Vor dem Gitter steht eine Wache, die finster auf sie herabblickt, weswegen sie sich vorsichtig zu einem der Mädchen hin lehnt, um leise etwas zu fragen. Sie hat schwarzes langes Haar und trägt einen schönen blauen Kimono, der jedoch an einigen Stellen bereits zerrissen ist. Sie sitzt, mit ihren Knien im Arm, zusammen gekauert an der Wand und starrt bloß in die Leere. Misa ist sie im Wagen nicht aufgefallen, weswegen sie vermutet, dass sie schön länger hier sein muss.

„Weißt du, was hier passiert?", flüstert Misa ihr leise zu, ihre Stimme bricht fast unter dem Gewicht ihrer Verzweiflung. Das Mädchen schreckt kurz zusammen und schaut emotionslos zu Misa. „Es kommen Männer, sie suchen sich jemanden aus. Was danach passiert, kannst du dir selbst ausmalen, dummes Mädchen", kommt es kalt von ihr. Sie würde gerne mehr Fragen stellen, jedoch will sie eine solche weitere Antwort vermeiden. Also lehnt sie sich wieder zurück und wartet.

Inmitten ihrer trüben Gedanken realisiert sie plötzlich, dass sie ihr Band noch um ihren Oberschenkel trägt. Fast automatisch greift sie danach. Der Dolch ist noch da, stellt sie in ihren Gedanken fest. Im selben Moment steigt die Hoffnung in ihr. Wenn sie den richtigen Zeitpunkt finden würde, an dem sie nur einen Mann überrumpeln muss, würde sie es vielleicht doch schaffen auszubrechen. Das Einzige, was ihr im Weg steht, ist ihr Aufenthaltsort. Wenn sie irgendwo im Wald ist, würde sie ein Ende als Wolfsfutter finden.

Es sind zwei Tage vergangen, bis der erste Mann kommt, so wie das eine Mädchen es versprochen hat. In diesen zwei Tagen hat weder jemand mit Misa geredet, noch hat Misa eine richtige Mahlzeit bekommen. Am ersten Tag wurde ihnen bloß ein Eimer mit Äpfeln hingestellt, der so aussah, als wäre dieser für den Pferdestall gesammelt worden. Misa bekam einen Apfel ab, brachte es aber nicht über sich, diesen zu essen. Sie erinnerte sich an den Liebesapfel, den Ean ihr gezeigt hatte, und entschloss sich, den Apfel für die Tage darauf aufzuheben. Am zweiten Tag bekam sie nichts. Genauso wie der Rest der Mädchen. Den Apfel gab sie an ein Mädchen, das schon fast ganz abgemagert war.

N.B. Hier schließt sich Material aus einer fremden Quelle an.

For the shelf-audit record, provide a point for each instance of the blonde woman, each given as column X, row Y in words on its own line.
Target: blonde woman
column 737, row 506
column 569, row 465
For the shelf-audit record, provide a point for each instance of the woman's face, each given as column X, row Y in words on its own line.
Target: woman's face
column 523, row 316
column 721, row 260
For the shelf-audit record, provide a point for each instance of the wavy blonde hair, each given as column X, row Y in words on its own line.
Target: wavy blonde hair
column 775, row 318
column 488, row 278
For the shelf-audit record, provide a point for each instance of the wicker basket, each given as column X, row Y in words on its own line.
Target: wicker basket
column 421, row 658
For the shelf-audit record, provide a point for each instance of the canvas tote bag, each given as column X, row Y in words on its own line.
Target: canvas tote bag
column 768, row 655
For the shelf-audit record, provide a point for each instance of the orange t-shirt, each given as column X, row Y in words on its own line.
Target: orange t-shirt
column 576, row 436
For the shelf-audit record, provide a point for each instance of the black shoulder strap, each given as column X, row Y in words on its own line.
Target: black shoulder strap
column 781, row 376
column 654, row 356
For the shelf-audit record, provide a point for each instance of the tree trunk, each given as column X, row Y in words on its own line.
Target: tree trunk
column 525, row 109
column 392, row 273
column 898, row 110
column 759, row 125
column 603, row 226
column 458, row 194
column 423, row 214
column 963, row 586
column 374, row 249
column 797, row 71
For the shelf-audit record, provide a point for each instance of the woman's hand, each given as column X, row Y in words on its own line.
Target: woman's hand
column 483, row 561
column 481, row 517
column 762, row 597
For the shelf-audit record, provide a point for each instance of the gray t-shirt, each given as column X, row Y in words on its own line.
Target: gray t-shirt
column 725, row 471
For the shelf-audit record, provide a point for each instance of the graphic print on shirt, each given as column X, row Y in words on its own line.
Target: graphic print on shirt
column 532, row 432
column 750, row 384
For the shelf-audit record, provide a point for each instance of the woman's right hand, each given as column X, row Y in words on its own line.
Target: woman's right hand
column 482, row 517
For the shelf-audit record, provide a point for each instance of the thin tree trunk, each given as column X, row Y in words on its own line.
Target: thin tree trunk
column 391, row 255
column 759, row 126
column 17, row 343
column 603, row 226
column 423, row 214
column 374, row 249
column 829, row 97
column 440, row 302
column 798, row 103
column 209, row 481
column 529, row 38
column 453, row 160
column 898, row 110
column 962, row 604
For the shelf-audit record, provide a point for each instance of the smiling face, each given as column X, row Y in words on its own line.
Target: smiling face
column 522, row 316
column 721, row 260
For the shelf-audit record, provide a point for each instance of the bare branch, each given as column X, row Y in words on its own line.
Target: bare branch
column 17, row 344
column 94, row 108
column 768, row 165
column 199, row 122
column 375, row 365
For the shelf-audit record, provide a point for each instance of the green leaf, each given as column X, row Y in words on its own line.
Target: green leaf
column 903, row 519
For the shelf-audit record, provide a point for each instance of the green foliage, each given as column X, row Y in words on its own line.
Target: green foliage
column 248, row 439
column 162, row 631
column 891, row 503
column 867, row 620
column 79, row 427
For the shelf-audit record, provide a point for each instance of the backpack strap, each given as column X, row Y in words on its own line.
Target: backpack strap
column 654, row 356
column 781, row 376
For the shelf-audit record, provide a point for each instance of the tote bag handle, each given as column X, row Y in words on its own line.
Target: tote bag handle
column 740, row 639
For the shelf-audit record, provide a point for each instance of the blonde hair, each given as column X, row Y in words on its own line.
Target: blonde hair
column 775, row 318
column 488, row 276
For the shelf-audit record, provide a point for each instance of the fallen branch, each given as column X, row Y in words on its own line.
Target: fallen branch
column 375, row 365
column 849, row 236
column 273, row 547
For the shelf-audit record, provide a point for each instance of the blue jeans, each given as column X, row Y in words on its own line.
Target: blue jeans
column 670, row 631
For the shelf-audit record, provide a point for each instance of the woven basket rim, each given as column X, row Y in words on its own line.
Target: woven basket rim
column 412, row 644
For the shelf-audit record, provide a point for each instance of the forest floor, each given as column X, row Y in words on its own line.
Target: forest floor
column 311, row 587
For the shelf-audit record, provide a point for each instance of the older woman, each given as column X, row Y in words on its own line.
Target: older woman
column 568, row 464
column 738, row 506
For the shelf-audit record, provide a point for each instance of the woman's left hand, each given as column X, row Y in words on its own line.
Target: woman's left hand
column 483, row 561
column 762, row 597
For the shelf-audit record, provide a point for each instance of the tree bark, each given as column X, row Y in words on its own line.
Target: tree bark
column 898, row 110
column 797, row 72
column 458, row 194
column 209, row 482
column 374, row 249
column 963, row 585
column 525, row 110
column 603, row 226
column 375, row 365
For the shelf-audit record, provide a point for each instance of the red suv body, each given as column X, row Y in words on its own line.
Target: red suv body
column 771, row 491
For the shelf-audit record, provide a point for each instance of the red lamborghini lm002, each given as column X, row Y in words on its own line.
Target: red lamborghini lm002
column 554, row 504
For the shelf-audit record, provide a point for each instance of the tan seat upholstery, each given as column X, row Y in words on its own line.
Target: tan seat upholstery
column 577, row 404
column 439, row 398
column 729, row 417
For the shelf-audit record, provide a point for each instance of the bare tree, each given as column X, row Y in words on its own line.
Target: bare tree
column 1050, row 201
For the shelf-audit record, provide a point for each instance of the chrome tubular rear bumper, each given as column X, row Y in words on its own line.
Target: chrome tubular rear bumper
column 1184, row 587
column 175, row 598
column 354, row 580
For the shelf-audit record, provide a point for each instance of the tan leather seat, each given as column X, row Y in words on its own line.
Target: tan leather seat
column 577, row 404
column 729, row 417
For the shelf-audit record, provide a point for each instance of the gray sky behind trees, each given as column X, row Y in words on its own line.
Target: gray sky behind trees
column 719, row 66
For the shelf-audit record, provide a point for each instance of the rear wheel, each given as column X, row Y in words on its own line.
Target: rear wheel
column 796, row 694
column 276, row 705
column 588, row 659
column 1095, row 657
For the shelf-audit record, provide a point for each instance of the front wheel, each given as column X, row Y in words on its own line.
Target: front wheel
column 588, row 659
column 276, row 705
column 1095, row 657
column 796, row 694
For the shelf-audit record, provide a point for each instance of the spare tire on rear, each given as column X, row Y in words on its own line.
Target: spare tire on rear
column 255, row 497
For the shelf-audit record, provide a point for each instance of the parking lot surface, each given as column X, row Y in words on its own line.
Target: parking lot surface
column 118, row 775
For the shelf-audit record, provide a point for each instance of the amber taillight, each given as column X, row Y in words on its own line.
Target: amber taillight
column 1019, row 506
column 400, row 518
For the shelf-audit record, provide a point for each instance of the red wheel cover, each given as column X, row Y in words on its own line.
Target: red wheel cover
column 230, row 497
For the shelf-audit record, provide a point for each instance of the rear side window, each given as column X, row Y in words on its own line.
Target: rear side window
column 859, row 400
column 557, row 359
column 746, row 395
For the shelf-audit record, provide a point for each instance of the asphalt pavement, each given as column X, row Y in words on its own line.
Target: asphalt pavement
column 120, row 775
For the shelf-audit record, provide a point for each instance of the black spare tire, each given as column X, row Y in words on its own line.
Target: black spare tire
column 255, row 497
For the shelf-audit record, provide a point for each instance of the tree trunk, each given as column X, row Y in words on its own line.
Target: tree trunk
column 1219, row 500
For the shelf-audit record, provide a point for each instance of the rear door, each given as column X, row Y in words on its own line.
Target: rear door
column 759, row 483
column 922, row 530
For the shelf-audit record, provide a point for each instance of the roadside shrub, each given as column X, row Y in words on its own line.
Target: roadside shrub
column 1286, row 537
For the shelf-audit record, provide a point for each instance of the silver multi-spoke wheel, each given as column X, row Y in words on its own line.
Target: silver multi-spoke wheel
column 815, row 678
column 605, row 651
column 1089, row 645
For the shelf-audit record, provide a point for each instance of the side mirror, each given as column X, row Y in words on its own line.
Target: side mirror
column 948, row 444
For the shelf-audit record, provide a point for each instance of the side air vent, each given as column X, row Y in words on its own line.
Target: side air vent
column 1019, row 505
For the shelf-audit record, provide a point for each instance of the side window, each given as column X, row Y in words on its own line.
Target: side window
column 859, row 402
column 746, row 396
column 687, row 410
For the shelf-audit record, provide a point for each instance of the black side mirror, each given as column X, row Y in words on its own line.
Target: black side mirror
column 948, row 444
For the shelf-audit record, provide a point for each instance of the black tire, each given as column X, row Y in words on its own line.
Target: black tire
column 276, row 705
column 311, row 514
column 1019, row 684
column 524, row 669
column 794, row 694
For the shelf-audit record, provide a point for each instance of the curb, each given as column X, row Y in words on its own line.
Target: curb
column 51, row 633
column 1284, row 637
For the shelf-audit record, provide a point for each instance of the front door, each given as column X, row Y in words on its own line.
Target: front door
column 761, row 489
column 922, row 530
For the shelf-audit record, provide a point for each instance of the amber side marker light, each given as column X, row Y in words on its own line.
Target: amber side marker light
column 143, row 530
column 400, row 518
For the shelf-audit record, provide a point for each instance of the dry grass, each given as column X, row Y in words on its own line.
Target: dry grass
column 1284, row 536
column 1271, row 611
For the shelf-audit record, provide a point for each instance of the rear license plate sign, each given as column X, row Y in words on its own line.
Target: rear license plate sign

Es betreten zwei Männer den Raum. Einer von ihnen, der deutlich älter wirkt, trägt einen langen Kimono, der dem von Ean sehr ähnelt. Seine Haare sind grau und ein voller Bart umrahmt sein kantiges Gesicht. Der andere hat blondes Haar und trägt eine prächtige Uniform, die sofort ins Auge fällt. Misa erkennt sie als die eines hochrangigen Offiziers aus Celestia. Die Uniform ist makellos und aufwendig gestaltet. Sie besteht aus einem tiefblauen, schweren Stoff, der mit goldenen Verzierungen durchzogen ist. Eine Reihe von Orden schmückt seine Brust und die Knöpfe sind aus poliertem Messing gefertigt. Eine Uniform, die nur vertraute, ihres Vaters tragen. Der Anblick dieser lässt Misa begreifen, dass es sich um einen einflussreichen und mächtigen Mann handeln muss. Aber wieso kennt Misa ihn dann nicht? Mit so vielen Orden muss er schon Jahre im Dienst stehen.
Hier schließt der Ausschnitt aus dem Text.